武田さんが高校生のころは、ちょうど歴女ブームが始まった時期。「名実ともに」歴女になった平成24年11月の大学3年のころには、東京芸大の宿泊施設がある奈良市内に泊まりながら2週間、奈良や京都のまちを巡る「古美術研究旅行」に参加。その中で自由時間になった1日を利用して、彦根を一人で初めて訪問し、彦根城や玄宮園などを歩き回った。その時のボランティアガイドや道を教えてくれた書店の女性店員らがとても親切で「彦根には良い人しかいないのでは」と思った。
2度目の訪問は平成25年11月。彦根市内のホテルに宿泊すると戦国グッズの特典が受けられる「三成パック」を友人と2人で活用。その時に佐和山城跡やほかのゆかりの地を回り、「彦根に訪れたい」から「いつかは彦根に住もう」との思いに変わった。
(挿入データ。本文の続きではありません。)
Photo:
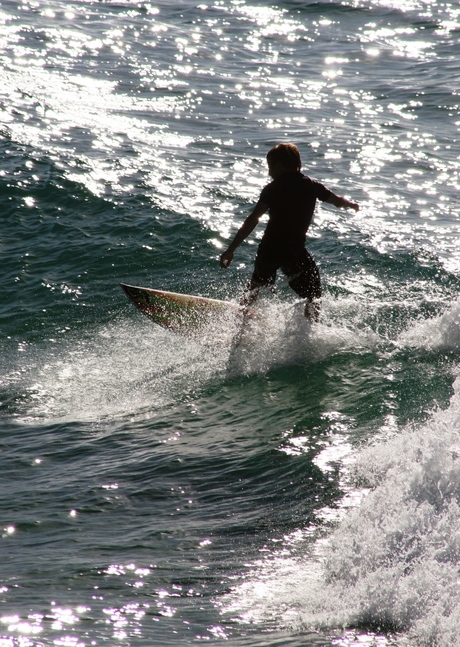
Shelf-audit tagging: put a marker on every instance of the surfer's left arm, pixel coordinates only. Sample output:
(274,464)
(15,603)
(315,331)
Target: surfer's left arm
(243,232)
(341,202)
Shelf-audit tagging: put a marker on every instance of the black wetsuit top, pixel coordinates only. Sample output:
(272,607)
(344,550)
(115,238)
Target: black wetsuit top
(291,199)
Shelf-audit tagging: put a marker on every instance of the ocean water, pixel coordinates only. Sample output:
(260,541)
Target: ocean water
(303,486)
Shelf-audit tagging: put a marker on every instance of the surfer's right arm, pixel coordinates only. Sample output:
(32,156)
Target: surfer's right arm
(243,232)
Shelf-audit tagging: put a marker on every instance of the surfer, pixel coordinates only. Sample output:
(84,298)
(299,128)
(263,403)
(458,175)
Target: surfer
(290,200)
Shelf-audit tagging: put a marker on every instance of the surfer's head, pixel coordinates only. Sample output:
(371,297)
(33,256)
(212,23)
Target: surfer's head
(283,158)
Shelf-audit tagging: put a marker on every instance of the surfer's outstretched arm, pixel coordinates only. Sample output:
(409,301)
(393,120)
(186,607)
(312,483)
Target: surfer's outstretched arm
(243,232)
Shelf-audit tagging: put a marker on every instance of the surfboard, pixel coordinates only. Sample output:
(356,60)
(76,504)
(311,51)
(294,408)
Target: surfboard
(182,313)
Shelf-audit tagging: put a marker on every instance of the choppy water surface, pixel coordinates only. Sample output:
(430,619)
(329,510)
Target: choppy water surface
(302,487)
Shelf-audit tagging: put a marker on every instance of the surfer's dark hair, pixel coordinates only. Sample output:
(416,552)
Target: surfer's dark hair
(286,154)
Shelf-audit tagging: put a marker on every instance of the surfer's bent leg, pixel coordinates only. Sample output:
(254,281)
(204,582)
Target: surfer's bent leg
(304,279)
(264,275)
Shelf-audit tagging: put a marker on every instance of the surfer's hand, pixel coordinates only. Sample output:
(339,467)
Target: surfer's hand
(226,258)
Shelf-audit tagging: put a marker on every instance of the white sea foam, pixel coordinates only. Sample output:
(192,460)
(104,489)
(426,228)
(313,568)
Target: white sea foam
(392,562)
(441,332)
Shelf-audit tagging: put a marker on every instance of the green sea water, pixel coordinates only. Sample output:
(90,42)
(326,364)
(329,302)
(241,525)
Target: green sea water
(300,487)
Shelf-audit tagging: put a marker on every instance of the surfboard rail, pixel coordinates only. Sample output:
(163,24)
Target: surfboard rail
(174,310)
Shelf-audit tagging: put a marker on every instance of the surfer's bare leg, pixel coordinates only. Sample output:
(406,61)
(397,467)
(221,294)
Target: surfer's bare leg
(312,310)
(249,296)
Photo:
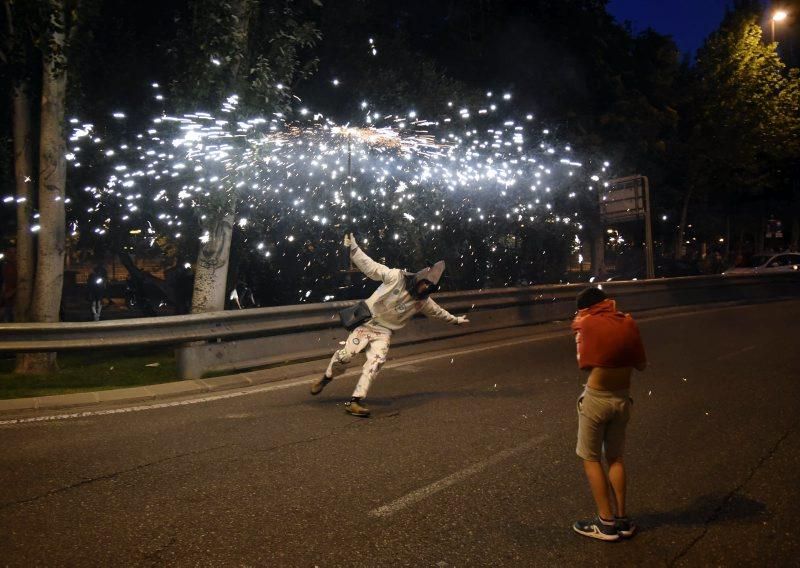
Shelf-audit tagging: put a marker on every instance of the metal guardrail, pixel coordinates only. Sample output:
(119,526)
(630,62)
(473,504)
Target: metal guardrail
(239,339)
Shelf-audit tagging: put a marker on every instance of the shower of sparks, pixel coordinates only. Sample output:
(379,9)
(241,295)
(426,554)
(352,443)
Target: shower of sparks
(391,175)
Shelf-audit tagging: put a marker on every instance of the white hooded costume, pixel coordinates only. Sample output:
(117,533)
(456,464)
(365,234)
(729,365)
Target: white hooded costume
(392,305)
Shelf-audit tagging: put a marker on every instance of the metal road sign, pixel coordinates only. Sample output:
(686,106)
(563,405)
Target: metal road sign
(623,200)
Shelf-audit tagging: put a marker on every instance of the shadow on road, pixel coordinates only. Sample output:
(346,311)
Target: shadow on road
(411,400)
(703,510)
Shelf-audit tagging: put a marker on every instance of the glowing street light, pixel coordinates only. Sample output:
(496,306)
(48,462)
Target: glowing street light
(778,16)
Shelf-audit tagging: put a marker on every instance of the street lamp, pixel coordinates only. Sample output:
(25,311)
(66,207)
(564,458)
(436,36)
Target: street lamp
(778,16)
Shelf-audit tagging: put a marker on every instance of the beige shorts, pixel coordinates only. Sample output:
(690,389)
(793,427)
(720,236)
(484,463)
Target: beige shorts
(602,418)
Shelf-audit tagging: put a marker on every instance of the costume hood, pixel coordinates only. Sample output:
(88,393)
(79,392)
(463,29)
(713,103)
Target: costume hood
(432,274)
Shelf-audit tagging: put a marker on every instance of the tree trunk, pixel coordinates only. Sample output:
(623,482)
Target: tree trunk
(210,282)
(24,176)
(599,254)
(212,266)
(52,180)
(680,246)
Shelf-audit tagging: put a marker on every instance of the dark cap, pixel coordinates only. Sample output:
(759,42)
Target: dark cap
(589,297)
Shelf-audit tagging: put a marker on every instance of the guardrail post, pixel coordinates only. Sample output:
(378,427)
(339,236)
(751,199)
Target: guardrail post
(190,363)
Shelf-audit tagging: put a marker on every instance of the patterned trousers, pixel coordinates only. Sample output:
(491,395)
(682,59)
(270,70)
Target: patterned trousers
(376,343)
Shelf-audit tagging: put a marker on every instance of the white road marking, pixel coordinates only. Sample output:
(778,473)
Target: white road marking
(312,378)
(425,492)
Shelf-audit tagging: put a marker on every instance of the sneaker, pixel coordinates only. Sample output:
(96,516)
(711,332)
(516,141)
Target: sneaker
(624,527)
(317,387)
(595,528)
(355,408)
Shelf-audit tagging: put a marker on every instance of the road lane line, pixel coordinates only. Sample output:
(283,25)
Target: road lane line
(424,492)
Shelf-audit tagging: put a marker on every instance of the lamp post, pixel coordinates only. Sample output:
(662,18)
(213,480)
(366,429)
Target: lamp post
(778,16)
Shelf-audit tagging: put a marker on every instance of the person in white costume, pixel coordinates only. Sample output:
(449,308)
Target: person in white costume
(400,296)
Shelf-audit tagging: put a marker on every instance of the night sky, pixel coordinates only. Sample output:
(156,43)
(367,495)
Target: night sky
(687,21)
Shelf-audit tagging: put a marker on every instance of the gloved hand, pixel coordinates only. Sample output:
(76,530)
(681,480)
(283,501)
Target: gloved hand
(350,241)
以降もインターネットなどで滋賀県について検索すると、彦根以外にも長浜や坂本、甲賀、近江八幡など歴史あるまちがあることを知り、大学の卒業制作を終えたその年の12月には彦根移住を決意。昨年2月に再び友人と彦根を観光して以降も何度か来彦し、6月から芹川町のアパートに住み始めた。
今年5月にはひこねお城大使にも就任。「彦根にはいいものがいっぱいある。私のように『彦根に住みたい』と思う人が増えるよう、これからも魅力を伝えていきたい」と話していた。(聞き手・山田貴之)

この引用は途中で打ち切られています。